I would like to share with you a true story of a fellow refugee who now lives in Massachusetts. My friends, who I will call Jane, and her sister-in-law, who I will call Mary, were living in refugee camps in Congo for many years. At one point, they had gone three days without eating or drinking anything. The United Nations had stopped delivering food to the camps and these women were almost starving to death. Jane and Mary got so desperate and had to find a solution or else they were going to die.
After many hours of thinking and deliberating how they were going to keep themselves from starving to death, Jane and Mary came up with an idea:
They would find cups, urinate in them, put some sugar in the urine and drink it to hold them over until they were able to find something to eat or drink.
This sounded like a grand idea, a life-saving and reassuring idea, but there was one problem; Jane's body could not produce urine. She was extremely dehydrated. She tried to urinate in her cup for so long but her body would not cooperate with her. She got on her knees and prayed and cried for urine but this didn't happen. Luckily, Mary was able to produce a few drops and the women put some sugar in it and shared it.
These are some of the problems that third world country people, especially refugees, face. The amazing thing about these people is that they are so thankful for the little that they have.

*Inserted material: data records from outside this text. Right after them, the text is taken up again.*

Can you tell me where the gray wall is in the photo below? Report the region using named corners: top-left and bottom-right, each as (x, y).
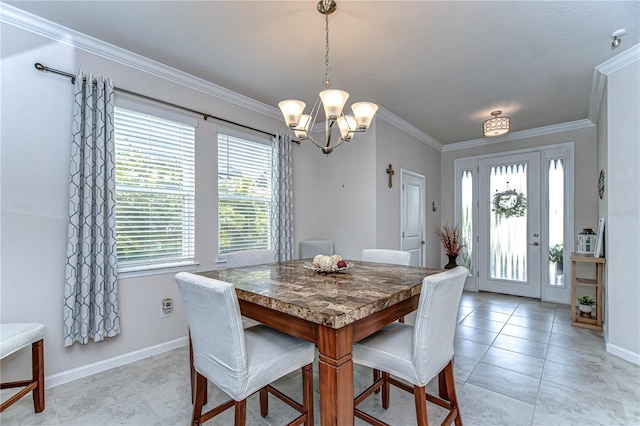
top-left (442, 126), bottom-right (599, 270)
top-left (0, 19), bottom-right (440, 386)
top-left (375, 121), bottom-right (444, 268)
top-left (598, 60), bottom-right (640, 363)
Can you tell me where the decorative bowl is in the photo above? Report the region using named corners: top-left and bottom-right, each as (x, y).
top-left (303, 262), bottom-right (354, 274)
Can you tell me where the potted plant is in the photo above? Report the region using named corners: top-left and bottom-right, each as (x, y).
top-left (436, 224), bottom-right (465, 269)
top-left (549, 244), bottom-right (564, 274)
top-left (577, 296), bottom-right (596, 318)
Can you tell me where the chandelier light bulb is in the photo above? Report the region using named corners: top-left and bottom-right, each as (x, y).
top-left (278, 0), bottom-right (378, 155)
top-left (320, 89), bottom-right (349, 120)
top-left (278, 99), bottom-right (307, 128)
top-left (351, 102), bottom-right (378, 130)
top-left (293, 114), bottom-right (311, 140)
top-left (338, 115), bottom-right (356, 141)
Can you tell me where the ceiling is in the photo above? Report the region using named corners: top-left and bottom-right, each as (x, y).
top-left (6, 0), bottom-right (640, 144)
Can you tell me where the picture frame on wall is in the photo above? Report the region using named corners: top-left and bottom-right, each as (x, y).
top-left (593, 217), bottom-right (604, 257)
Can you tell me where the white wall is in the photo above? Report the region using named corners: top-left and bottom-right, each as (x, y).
top-left (596, 84), bottom-right (609, 336)
top-left (293, 124), bottom-right (376, 260)
top-left (605, 60), bottom-right (640, 364)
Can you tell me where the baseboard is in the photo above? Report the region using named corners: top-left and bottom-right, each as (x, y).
top-left (605, 340), bottom-right (640, 365)
top-left (44, 336), bottom-right (189, 389)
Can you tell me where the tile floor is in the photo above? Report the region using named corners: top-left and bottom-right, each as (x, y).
top-left (0, 292), bottom-right (640, 426)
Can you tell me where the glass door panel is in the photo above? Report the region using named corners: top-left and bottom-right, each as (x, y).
top-left (489, 163), bottom-right (528, 282)
top-left (478, 152), bottom-right (542, 298)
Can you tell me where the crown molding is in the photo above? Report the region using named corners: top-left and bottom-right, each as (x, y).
top-left (376, 106), bottom-right (444, 151)
top-left (0, 3), bottom-right (281, 119)
top-left (442, 119), bottom-right (595, 152)
top-left (0, 3), bottom-right (442, 141)
top-left (588, 43), bottom-right (640, 123)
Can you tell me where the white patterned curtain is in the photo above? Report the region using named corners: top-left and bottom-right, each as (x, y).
top-left (271, 135), bottom-right (293, 262)
top-left (64, 71), bottom-right (120, 346)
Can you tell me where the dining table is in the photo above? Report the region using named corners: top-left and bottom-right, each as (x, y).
top-left (197, 259), bottom-right (442, 426)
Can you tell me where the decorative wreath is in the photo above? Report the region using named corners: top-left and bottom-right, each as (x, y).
top-left (491, 189), bottom-right (527, 218)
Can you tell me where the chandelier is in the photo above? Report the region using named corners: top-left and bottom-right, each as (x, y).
top-left (278, 0), bottom-right (378, 155)
top-left (482, 111), bottom-right (511, 138)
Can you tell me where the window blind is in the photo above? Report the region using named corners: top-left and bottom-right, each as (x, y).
top-left (114, 107), bottom-right (195, 269)
top-left (218, 134), bottom-right (272, 255)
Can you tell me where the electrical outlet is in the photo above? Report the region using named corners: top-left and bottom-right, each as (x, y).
top-left (160, 298), bottom-right (173, 318)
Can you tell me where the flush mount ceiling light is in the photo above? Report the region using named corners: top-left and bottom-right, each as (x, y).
top-left (482, 111), bottom-right (511, 138)
top-left (278, 0), bottom-right (378, 155)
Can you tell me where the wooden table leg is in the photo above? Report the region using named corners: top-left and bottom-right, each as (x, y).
top-left (318, 325), bottom-right (353, 426)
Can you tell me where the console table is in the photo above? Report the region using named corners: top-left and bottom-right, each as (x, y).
top-left (571, 253), bottom-right (605, 330)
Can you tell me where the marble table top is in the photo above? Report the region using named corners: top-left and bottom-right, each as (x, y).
top-left (198, 259), bottom-right (442, 329)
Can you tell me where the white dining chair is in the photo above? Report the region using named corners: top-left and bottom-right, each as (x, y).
top-left (0, 323), bottom-right (45, 413)
top-left (300, 240), bottom-right (333, 259)
top-left (227, 249), bottom-right (276, 268)
top-left (361, 249), bottom-right (411, 322)
top-left (175, 272), bottom-right (315, 426)
top-left (227, 249), bottom-right (276, 328)
top-left (361, 249), bottom-right (411, 266)
top-left (353, 266), bottom-right (469, 426)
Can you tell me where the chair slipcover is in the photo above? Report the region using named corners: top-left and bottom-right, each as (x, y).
top-left (175, 272), bottom-right (315, 401)
top-left (0, 322), bottom-right (44, 359)
top-left (227, 249), bottom-right (276, 268)
top-left (353, 266), bottom-right (468, 386)
top-left (362, 249), bottom-right (411, 266)
top-left (300, 240), bottom-right (333, 259)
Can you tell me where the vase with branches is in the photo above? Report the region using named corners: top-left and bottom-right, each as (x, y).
top-left (436, 224), bottom-right (465, 269)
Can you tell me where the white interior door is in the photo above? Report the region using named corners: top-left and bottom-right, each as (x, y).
top-left (400, 169), bottom-right (426, 266)
top-left (477, 152), bottom-right (542, 298)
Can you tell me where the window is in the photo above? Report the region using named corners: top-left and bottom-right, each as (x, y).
top-left (460, 170), bottom-right (473, 275)
top-left (218, 134), bottom-right (272, 256)
top-left (115, 107), bottom-right (195, 270)
top-left (547, 158), bottom-right (565, 286)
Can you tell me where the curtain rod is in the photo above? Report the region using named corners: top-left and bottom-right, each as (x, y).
top-left (33, 62), bottom-right (300, 145)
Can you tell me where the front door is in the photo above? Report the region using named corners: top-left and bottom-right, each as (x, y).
top-left (400, 169), bottom-right (426, 266)
top-left (478, 152), bottom-right (542, 298)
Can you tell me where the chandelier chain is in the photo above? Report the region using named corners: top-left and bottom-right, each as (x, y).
top-left (322, 13), bottom-right (331, 89)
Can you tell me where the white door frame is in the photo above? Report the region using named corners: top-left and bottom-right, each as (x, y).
top-left (454, 142), bottom-right (575, 304)
top-left (400, 169), bottom-right (427, 266)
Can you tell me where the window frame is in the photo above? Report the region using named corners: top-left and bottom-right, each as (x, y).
top-left (216, 126), bottom-right (273, 264)
top-left (114, 93), bottom-right (199, 278)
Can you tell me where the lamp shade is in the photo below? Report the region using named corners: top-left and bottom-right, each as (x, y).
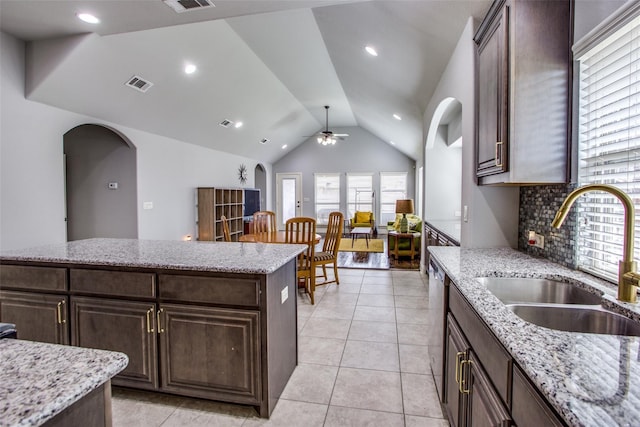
top-left (396, 199), bottom-right (413, 214)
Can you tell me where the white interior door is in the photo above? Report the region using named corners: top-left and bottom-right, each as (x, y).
top-left (276, 173), bottom-right (302, 230)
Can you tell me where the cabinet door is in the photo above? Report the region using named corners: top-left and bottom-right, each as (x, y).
top-left (71, 297), bottom-right (158, 389)
top-left (442, 314), bottom-right (469, 427)
top-left (462, 351), bottom-right (512, 427)
top-left (0, 291), bottom-right (69, 344)
top-left (159, 304), bottom-right (262, 404)
top-left (476, 6), bottom-right (509, 177)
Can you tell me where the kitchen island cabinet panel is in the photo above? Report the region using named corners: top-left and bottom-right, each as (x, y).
top-left (0, 239), bottom-right (304, 418)
top-left (0, 265), bottom-right (67, 291)
top-left (158, 304), bottom-right (261, 405)
top-left (71, 297), bottom-right (159, 390)
top-left (158, 274), bottom-right (260, 307)
top-left (0, 290), bottom-right (69, 344)
top-left (69, 268), bottom-right (156, 298)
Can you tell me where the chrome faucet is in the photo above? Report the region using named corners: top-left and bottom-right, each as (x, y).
top-left (551, 184), bottom-right (640, 302)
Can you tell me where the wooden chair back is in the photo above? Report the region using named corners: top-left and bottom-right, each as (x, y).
top-left (253, 211), bottom-right (277, 233)
top-left (322, 212), bottom-right (344, 256)
top-left (220, 215), bottom-right (231, 242)
top-left (285, 217), bottom-right (316, 304)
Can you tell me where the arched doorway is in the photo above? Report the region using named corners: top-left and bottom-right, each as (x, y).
top-left (63, 124), bottom-right (138, 241)
top-left (254, 163), bottom-right (269, 210)
top-left (424, 98), bottom-right (463, 221)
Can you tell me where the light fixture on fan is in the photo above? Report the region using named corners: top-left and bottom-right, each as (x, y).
top-left (318, 135), bottom-right (336, 145)
top-left (317, 105), bottom-right (349, 145)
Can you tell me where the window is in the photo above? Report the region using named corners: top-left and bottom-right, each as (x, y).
top-left (347, 174), bottom-right (373, 218)
top-left (575, 7), bottom-right (640, 281)
top-left (380, 172), bottom-right (407, 224)
top-left (315, 173), bottom-right (340, 225)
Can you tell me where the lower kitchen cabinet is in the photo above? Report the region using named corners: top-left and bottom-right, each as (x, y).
top-left (444, 314), bottom-right (512, 427)
top-left (158, 304), bottom-right (261, 405)
top-left (0, 291), bottom-right (69, 344)
top-left (71, 297), bottom-right (159, 390)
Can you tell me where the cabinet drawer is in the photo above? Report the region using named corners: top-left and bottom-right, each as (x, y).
top-left (70, 269), bottom-right (156, 298)
top-left (0, 265), bottom-right (67, 291)
top-left (449, 286), bottom-right (512, 403)
top-left (511, 366), bottom-right (564, 427)
top-left (158, 274), bottom-right (260, 307)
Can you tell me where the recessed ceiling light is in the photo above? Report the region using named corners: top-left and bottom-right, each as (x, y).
top-left (76, 13), bottom-right (100, 24)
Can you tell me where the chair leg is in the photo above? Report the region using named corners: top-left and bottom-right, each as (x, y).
top-left (309, 267), bottom-right (316, 305)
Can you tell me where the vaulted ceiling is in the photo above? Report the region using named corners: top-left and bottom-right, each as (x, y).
top-left (0, 0), bottom-right (490, 162)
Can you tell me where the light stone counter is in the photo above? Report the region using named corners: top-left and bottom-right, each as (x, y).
top-left (0, 339), bottom-right (129, 427)
top-left (429, 247), bottom-right (640, 426)
top-left (0, 239), bottom-right (305, 274)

Yes, they would like more, they would like less hunger, not having to urinate in a cup and drinking their own urine for nutrition, more clothing, some healthcare, etc. but they are very thankful for the little they have. They are happy to be alive, because most of their families and friends didn't make it.

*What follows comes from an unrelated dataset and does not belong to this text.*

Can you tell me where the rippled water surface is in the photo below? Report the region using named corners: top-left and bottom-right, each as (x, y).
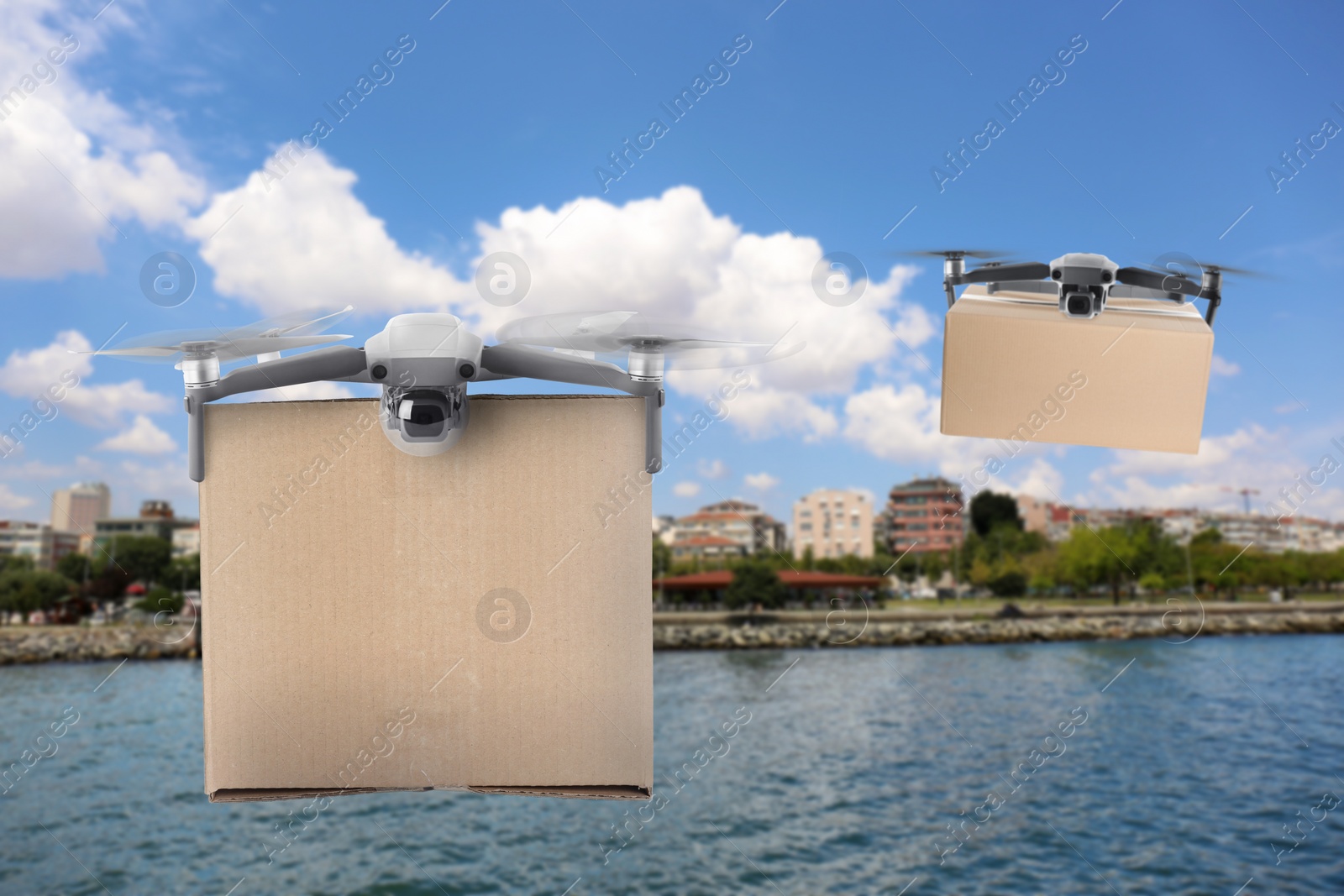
top-left (0, 636), bottom-right (1344, 896)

Let's challenge ourselves to first look at our lives and think of our fellow brothers and sisters in other parts of the world before we complain about what we don't have.
Let's not be quick to call our lives miserable, depressing and painful, but look for the few things that we have that matter the most: our families, food on our table, a safe place to sleep, and the money to help pay for public transportation, etc. Most importantly, let's remember that someone, somewhere, is praying to live the miserable and stressful lives we think we are leading.